Scientists at the Monsanto Company are hard at work on the technology to establish crop uniformity, wiping out the weeds that support many types of wild game. They have perfected it for corn, soybeans and cotton, and they have programs underway to extend the technology to a dozen other crops.

The core of Monsanto's technology is glyphosate, a patented 20-plus year old herbicide marketed under the trade name Roundup. Glyphosate is the atomic bomb of herbicides: it kills everything. It is the best-selling herbicide ever invented, and a cash cow for the company, accounting for 30% of Monsanto's revenues.

Facing the expiration of its patents, the company looked for some way to tie farmers to its herbicide so they couldn't stray to a potential generic knock-off.

The solution was to engineer crops that could withstand Roundup.
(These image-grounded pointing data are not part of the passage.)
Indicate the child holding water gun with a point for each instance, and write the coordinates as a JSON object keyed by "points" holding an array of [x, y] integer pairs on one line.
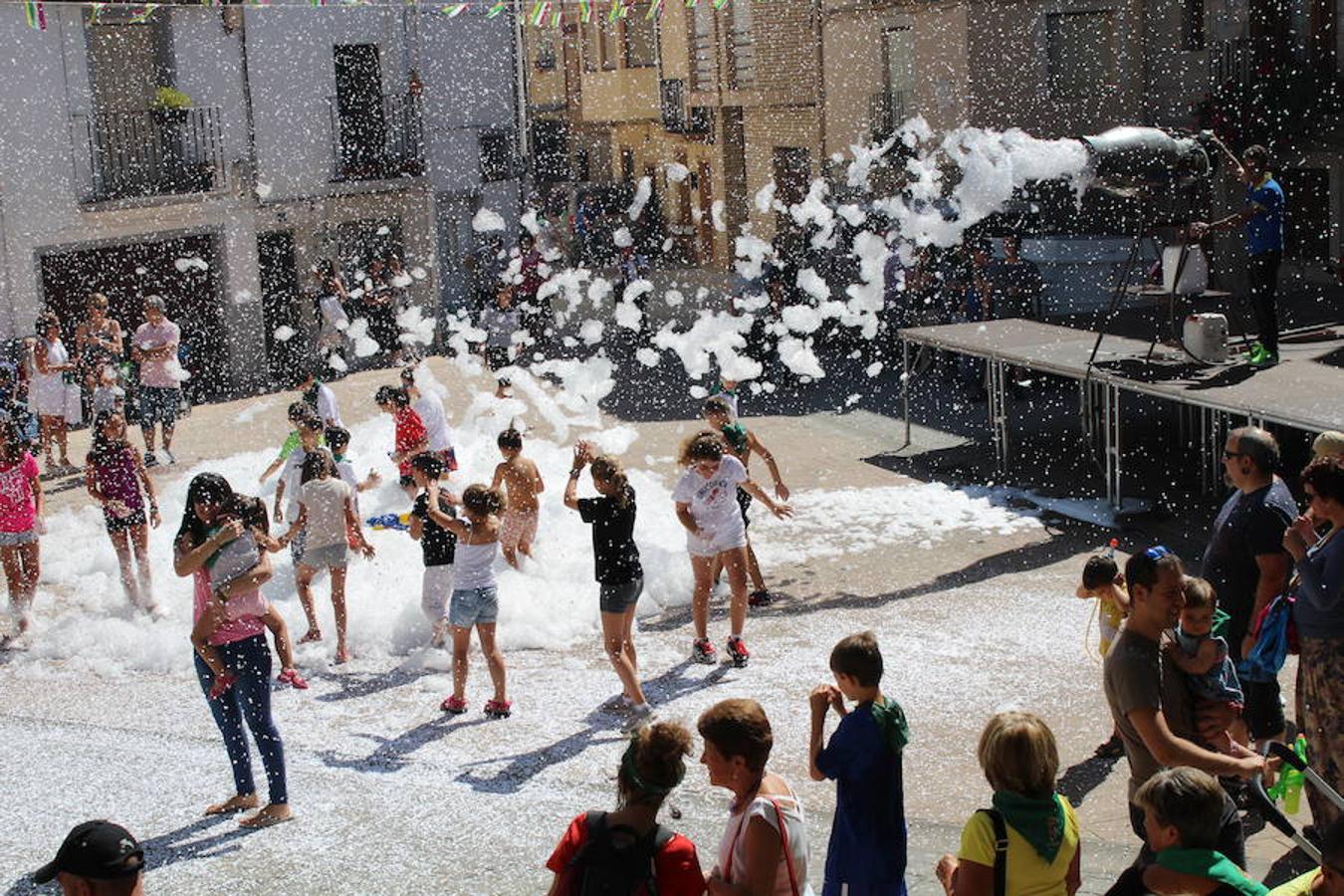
{"points": [[1104, 583]]}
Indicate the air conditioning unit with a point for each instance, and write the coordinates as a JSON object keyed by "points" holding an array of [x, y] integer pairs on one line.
{"points": [[672, 96], [699, 122]]}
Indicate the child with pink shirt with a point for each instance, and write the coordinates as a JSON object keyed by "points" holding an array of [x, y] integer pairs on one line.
{"points": [[20, 523]]}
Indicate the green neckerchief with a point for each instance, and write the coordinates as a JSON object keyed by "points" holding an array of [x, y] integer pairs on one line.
{"points": [[1039, 819], [737, 437], [891, 723], [1212, 864]]}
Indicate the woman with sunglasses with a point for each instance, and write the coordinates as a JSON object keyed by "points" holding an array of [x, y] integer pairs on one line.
{"points": [[214, 518], [1319, 612]]}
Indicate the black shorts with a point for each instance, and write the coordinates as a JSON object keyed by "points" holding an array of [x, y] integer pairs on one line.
{"points": [[122, 523], [1262, 711], [620, 596], [496, 356]]}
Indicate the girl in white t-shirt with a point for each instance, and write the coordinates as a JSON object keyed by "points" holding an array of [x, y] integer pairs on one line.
{"points": [[764, 848], [706, 501], [430, 407], [330, 526]]}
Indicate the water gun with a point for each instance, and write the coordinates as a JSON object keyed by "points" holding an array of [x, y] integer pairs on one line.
{"points": [[399, 522], [1289, 784]]}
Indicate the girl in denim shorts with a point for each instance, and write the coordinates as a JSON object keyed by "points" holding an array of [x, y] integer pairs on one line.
{"points": [[475, 602]]}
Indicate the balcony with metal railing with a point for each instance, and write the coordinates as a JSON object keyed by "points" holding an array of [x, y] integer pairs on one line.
{"points": [[376, 138], [1265, 93], [148, 152]]}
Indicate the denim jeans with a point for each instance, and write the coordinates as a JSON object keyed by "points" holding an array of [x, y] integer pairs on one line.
{"points": [[248, 700]]}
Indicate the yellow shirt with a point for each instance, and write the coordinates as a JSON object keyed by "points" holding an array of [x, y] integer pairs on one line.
{"points": [[1298, 885], [1028, 875]]}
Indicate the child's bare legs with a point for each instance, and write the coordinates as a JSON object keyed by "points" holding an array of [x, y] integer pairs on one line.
{"points": [[736, 563], [140, 543], [620, 650], [755, 569], [703, 569], [280, 633], [461, 646], [121, 545], [200, 633], [20, 572], [494, 658], [304, 581], [338, 606]]}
That had an added benefit for the company: it let farmers use more of the herbicide each season, since they could keep spraying it to kill weeds even after their crops had begun to sprout.
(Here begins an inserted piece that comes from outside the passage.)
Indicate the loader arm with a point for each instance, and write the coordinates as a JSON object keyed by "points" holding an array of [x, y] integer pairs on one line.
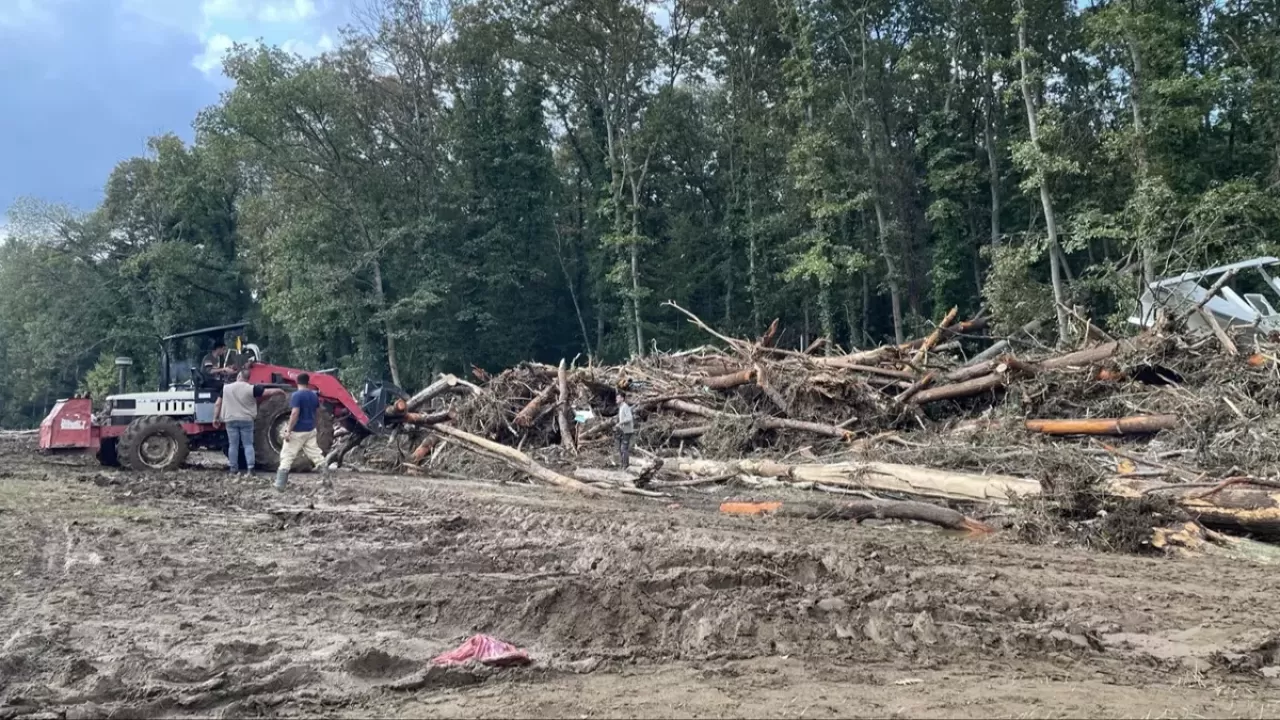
{"points": [[327, 386]]}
The benefit for Monsanto comes with a cost, however, a cost to the environment. "We already have a very simplified environment in the agricultural heartland, but it is still weedy enough to support some wildlife," said Dr. Orley "Chip" Taylor, a biologist at the University of Kansas. "If we eliminate weeds, it will not support even this limited diversity of wildlife."

Taylor thinks hunters will be the first to cry foul. "If [Monsanto] comes up with Roundup-resistant mill and sorghum, they will take all the weeds out of the system that support game birds," he said. "All you will have to do is listen to the cries of the hunters who can't find pheasant or quail" to know that diversity in the environment is collapsing.
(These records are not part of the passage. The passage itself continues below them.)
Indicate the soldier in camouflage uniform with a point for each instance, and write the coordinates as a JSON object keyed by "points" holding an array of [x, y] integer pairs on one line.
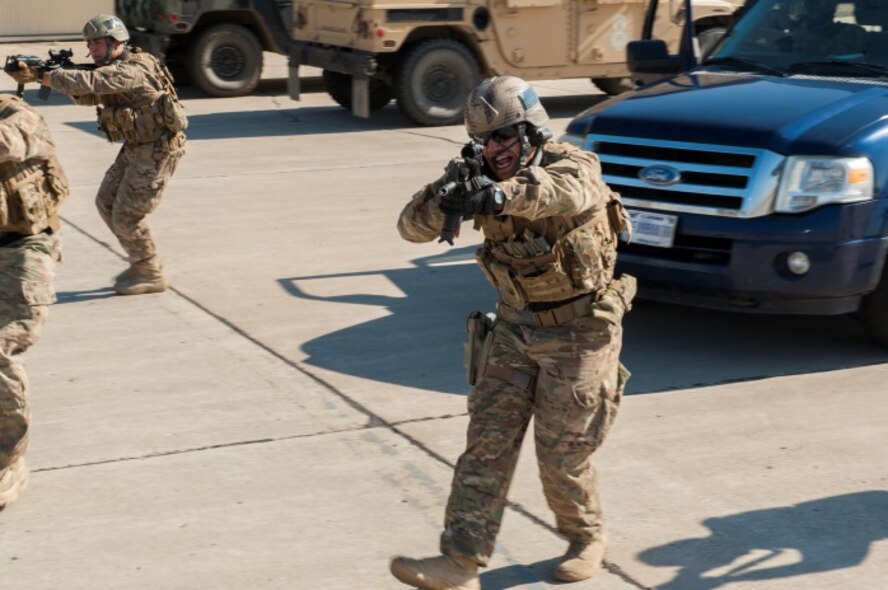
{"points": [[32, 186], [550, 227], [136, 104]]}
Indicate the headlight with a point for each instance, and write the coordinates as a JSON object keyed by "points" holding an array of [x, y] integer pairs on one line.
{"points": [[573, 138], [810, 182]]}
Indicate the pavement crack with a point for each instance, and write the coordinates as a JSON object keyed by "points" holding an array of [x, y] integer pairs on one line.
{"points": [[239, 443]]}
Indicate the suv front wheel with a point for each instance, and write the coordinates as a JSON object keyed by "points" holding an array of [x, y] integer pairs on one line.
{"points": [[433, 81]]}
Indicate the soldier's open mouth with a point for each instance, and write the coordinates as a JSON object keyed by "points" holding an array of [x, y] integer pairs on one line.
{"points": [[504, 161]]}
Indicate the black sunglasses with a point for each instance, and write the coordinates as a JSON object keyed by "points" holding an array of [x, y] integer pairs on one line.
{"points": [[500, 135]]}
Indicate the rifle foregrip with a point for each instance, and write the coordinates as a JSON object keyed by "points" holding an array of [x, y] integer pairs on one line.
{"points": [[450, 230]]}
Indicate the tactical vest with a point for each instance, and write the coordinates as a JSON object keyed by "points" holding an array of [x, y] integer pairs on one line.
{"points": [[551, 259], [156, 115], [30, 192]]}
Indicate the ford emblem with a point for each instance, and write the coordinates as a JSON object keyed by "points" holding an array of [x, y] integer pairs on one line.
{"points": [[660, 175]]}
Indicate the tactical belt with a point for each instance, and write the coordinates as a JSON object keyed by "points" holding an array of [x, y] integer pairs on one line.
{"points": [[547, 318]]}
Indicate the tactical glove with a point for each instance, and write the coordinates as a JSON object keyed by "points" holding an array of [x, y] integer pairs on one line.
{"points": [[25, 74]]}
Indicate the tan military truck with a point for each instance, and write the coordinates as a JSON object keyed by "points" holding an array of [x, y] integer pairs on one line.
{"points": [[428, 55], [216, 44]]}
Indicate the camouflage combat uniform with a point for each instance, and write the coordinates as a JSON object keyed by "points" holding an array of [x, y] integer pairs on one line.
{"points": [[553, 352], [32, 186], [136, 104]]}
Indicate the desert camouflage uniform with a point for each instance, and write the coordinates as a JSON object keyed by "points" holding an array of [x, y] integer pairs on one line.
{"points": [[29, 250], [126, 88], [567, 375]]}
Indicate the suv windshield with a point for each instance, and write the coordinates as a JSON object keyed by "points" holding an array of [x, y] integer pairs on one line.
{"points": [[819, 37]]}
Other species will be affected, too. Taylor, who also is director of the Monarch Project, a collaborative U.S.-Canadian research project on Monarch butterflies, said Roundup-resistant corn and soybeans already pose a threat to that butterfly.

"We have just shown that 50 percent of the Monarchs that arrive in Mexico arrive from the agricultural heartland of the U.S.," he said. Monarchs feed off of milkweed, which grows in corn and soybean fields. The eradication of milkweed is one of the main marketing pegs for Roundup resistant corn and soybeans.

Yet evidence suggests "there is not enough milkweed in pastures and wild areas to support the number of Monarchs we see," said Taylor. He is seeking funding to definitely determine where Monarchs feed, before farmers plant so many acres in Roundup-resistant seeds that it decimates the butterfly population.

The British government's wildlife advisor, English Nature, has similar concerns. It wants to find out if more effective weed killing will decimate the song bird population before the herbicide resistance technology floods the marketplace.

Monsanto, however, isn't waiting. Its quest for biouniformity doesn't stop at the field's edge. In April the company announced it had agreements with three lumber companies to develop Roundup resistant trees, so they could wipe away weeds and noneconomic trees from forest floors. The companies are International Paper Co., Westvaco, and Fletcher Challenge Group of New Zealand.

Such research conjures up the image of a countryside that resembles a well manicured suburban lawn: no weeds or brush, but also no birds or wild game. Is such a countryside really desirable, let alone sustainable?